Durante a investigação da Delegacia de Homicídios da Baixada Fluminense (DHBF), testemunhas relataram que a invasão à residência, localizada no bairro Rodilândia, foi orquestrada por traficantes do Comando Vermelho. O objetivo era roubar bens e executar o pai da menina.
A apuração identificou que Marcos Vinicius atuou ativamente para a realização do crime, agindo como autor intelectual e fornecedor de informações logísticas para os traficantes.
Antigo morador da região, o suspeito teria vendido informações à cúpula do tráfico do Complexo do Alemão, Zona Norte do Rio, afirmando que o pai de Eduarda seria um importante miliciano de Austin. Ele teria avisado aos traficantes, visando ajudar a política expansionista da facção.
Segundo a Civil, além de indicar o alvo, Marcos foi responsável por fornecer informações sobre a residência e recrutou criminosos para participarem da empreitada. Ao menos quatro homens invadiram o local. Eduarda foi baleada na cabeça, chegou a ser socorrida e encaminhada ao Hospital Geral de Nova Iguaçu, mas não resistiu.

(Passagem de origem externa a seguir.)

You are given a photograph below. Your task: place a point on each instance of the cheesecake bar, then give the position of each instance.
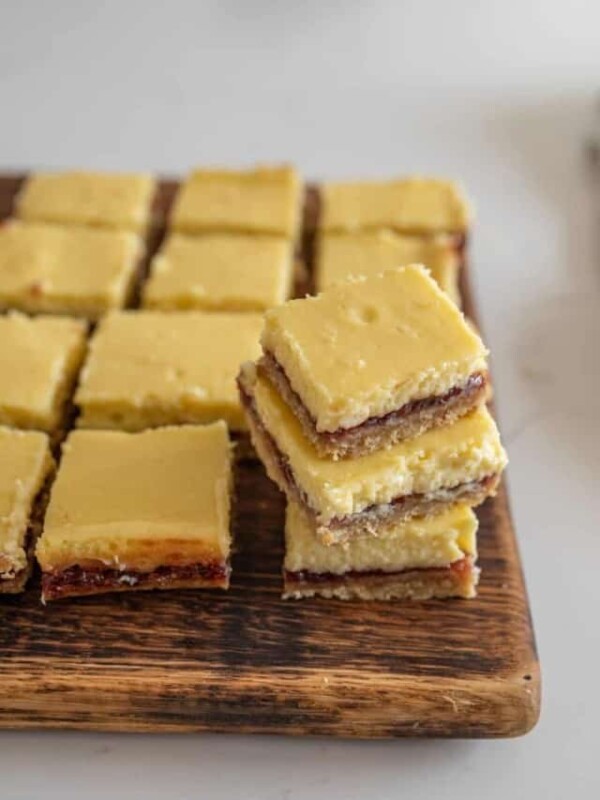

A investigação apurou que o suspeito compareceu à residência um dia após a invasão, sob o pretexto de prestar condolências à família. O fato causou estranheza nos pais, pois ele não aparecia na região desde que foi acusado de matar um policial militar, em fevereiro de 2025. O intuito da visita seria verificar o nível de conhecimento da família acerca de sua participação no crime.